Emergency communications agency Télécoms Sans Frontières (TSF) has announced that just six weeks after the devastating 7.8 magnitude earthquake shook Nepal on 25 April and a second with a magnitude of 7.3 hit on 12 May, over 7,000 family members were reunited thanks to Inmarsat’s support.

Often the first on the scene following a disaster, TSF carries out humanitarian calling operations dispatching Emergency Response Teams to villages and communities to offer free national or international calls using Inmarsat’s IsatPhone Pro mobile satellite phone.

The calls enable those affected by the disaster to reach out for financial help or material aid from friends and family abroad – and more often than not simply let loved ones know they are safe.

Communications lifeline

With the total number of fatalities following both disasters currently standing at over 8,600 each call can provide a communications lifeline.

One such incident occurred during operations in Laprak’s temporary camps when a lady asked TSF if they could go and see her father in his tent.

“Aged 87, the bed-stricken gentleman had injured both of his legs during the first earthquake and had not been able to move since,” said Alexander James Thomas, Head of Communications at TSF, who has been working on the ground in Nepal.

Extremely moved

“The telephone call offered by my team allowed the gentleman to contact his family who had not yet heard from him.
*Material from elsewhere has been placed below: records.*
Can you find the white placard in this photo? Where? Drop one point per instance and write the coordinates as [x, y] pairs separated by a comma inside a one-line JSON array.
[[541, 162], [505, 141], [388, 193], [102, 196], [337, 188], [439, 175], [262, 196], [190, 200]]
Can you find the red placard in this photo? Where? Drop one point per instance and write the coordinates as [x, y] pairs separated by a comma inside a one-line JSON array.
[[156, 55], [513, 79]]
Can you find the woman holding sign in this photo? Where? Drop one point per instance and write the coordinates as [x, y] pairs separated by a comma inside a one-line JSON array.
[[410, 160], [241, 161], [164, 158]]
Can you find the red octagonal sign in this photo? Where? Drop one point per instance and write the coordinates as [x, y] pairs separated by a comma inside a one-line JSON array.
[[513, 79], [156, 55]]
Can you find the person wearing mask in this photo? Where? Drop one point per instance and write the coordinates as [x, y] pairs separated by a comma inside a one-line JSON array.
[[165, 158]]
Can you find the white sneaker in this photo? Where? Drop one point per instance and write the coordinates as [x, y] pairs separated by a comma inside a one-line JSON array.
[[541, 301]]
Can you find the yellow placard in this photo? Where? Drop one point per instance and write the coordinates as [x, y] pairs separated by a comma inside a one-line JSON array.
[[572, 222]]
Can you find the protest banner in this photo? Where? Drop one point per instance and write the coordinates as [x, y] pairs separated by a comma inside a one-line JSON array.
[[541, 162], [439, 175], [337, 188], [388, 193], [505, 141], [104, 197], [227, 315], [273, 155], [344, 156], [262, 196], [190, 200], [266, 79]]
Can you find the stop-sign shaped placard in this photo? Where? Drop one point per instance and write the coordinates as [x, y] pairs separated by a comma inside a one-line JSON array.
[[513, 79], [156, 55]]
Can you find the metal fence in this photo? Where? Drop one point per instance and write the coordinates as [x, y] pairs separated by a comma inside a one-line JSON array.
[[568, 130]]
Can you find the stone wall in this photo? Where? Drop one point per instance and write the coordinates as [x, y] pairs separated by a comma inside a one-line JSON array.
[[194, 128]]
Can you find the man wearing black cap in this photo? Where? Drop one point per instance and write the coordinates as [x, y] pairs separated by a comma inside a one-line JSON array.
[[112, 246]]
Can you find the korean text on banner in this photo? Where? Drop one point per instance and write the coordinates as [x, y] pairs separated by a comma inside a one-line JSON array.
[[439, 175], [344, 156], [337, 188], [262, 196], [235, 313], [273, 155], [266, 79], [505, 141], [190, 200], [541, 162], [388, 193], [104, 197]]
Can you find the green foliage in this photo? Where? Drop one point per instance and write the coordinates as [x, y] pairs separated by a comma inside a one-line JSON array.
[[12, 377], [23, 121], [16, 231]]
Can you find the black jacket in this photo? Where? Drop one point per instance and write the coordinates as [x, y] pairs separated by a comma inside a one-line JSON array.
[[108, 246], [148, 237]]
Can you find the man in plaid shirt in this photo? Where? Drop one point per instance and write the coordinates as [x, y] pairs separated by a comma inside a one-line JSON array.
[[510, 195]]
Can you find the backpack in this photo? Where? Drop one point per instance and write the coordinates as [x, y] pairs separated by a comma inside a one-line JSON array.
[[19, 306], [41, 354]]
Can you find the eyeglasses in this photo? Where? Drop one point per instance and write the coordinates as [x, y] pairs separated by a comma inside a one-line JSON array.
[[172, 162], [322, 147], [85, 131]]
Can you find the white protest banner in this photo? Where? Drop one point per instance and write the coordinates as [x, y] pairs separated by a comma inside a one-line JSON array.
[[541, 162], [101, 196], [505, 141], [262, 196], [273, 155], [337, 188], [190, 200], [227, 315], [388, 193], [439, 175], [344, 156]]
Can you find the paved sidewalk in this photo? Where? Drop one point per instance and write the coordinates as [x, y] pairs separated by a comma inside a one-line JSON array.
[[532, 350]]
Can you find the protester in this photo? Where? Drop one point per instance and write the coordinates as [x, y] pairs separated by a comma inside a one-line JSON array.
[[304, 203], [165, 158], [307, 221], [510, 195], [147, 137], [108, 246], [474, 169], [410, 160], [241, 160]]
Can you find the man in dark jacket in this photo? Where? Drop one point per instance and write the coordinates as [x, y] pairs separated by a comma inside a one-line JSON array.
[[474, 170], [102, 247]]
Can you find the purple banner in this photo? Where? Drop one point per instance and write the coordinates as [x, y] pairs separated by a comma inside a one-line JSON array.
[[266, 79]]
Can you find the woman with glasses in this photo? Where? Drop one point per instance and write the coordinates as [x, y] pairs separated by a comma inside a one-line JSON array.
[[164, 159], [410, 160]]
The gentleman, his daughters and grandsons were extremely moved to hear his voice and relieved to learn that he was still alive.”

In the same region, when villagers found a man in a forest with a broken leg they carried him back to the camp where TSF was conducting calling operations. A Nepalese Officer there was able to use our IsatPhone Pro to call for assistance and in just 20 minutes a helicopter had arrived to transport him, along with other injured villagers, to a field hospital for treatment.

As part of its support, TSF has also been facilitating coordination relief efforts by providing satellite communications capacities to international NGOs and United Nations Agencies working in Nepal via our BGAN service.

Enhance coordination

Internet connections are used to enhance coordination efforts by enabling information, reports, damages and needs assessments to be shared in order to provide effective aid distribution, medical care and disaster response to areas that are often difficult to access.

TSF has since been recognised in a letter of thanks sent by the Director of the Office for the Coordination of Humanitarian Affairs at the UN.